Five thousand random samples were drawn from the resulting probability distributions for each of
the input parameters. For a couple of the input parameters with assumed lognormal distributions,
the mean of 5000 samples differed slightly from the published mean value, as a result of the skewing
of the estimated 95% CIs in comparison with published values. A small bias-correction factor,
estimated from the ratio between initial estimated / published mean values, was applied to the 5000
samples, to adjust the mean to the published value. This ensured that the resulting estimated
probability distributions had approximately the same mean (noting that this does vary as a result of
the random re-sampling) as the published values. Bias correction factors were implemented for Jack
Mackerel P0 (0.991) and F (0.988), and for Blue Mackerel P0 (0.983).

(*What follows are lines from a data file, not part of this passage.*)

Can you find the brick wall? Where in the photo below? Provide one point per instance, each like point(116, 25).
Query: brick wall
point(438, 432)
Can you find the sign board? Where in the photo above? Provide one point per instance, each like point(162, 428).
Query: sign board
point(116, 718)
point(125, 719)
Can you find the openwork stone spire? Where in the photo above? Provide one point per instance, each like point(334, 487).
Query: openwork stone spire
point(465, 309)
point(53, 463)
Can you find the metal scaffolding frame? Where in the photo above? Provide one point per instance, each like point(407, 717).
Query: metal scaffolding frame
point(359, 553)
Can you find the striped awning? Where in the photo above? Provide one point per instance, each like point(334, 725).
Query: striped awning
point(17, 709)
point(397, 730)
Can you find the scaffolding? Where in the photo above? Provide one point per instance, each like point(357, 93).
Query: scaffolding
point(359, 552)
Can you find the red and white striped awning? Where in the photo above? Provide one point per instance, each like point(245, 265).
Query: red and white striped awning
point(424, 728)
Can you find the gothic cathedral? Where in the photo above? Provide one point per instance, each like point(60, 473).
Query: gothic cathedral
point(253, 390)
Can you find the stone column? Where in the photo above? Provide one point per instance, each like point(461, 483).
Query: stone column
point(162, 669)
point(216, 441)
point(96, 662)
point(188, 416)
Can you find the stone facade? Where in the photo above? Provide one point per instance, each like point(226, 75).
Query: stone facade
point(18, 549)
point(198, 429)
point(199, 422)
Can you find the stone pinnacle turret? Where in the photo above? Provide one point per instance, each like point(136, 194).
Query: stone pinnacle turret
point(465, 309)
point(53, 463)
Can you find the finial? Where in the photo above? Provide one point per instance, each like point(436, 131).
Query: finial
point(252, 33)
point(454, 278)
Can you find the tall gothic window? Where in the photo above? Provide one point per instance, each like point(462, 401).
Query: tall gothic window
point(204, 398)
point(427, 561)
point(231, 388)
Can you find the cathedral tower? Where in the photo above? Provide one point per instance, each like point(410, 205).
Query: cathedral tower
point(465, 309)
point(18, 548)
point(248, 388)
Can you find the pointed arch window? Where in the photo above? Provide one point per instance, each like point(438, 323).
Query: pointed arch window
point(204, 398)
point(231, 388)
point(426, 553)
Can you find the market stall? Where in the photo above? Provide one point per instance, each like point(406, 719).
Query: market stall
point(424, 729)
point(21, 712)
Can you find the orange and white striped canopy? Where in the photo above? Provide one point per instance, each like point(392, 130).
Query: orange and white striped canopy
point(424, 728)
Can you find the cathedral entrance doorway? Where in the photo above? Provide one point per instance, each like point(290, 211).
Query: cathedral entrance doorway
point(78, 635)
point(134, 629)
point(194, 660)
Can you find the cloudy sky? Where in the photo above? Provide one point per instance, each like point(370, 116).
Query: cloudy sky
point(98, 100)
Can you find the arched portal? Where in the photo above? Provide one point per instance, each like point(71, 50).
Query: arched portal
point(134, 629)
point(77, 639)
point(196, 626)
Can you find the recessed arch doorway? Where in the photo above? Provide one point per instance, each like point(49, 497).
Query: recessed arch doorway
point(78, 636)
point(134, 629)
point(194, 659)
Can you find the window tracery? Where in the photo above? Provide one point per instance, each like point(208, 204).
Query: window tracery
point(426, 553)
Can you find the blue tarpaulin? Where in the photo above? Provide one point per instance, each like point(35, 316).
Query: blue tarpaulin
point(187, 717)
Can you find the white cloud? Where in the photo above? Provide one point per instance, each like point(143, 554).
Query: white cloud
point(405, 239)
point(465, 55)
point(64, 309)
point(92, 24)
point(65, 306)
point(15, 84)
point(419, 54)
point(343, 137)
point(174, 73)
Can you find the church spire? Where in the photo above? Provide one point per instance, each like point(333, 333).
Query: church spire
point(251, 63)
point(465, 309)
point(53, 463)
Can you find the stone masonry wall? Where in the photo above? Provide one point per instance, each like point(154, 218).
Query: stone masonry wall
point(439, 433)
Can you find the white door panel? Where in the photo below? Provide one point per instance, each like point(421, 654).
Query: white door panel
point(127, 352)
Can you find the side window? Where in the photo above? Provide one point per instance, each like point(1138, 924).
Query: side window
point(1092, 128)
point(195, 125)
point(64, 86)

The resulting 5000 values of each contributory parameter were binned into appropriate frequency
bins across the parameter range for plotting of the probability distributions for each parameter.
2.3
Derivation of estimated biomass probability distributions
Biomass probability distributions were the derived from the 5000 random samples drawn from the
probability distributions of the six contributory parameters by application of the DEPM formula. This
will necessarily be skewed to the right as a result of the assumption that some of the input
parameters had right-skewed lognormal distributions, but need not itself be truly lognormal. The
biomass probability distribution can deviate from a simple lognormal distribution, depending on the
way in which the probability distributions of the contributory parameters combine, to result in a
biomass probability distribution that is either more or less skewed than lognormal.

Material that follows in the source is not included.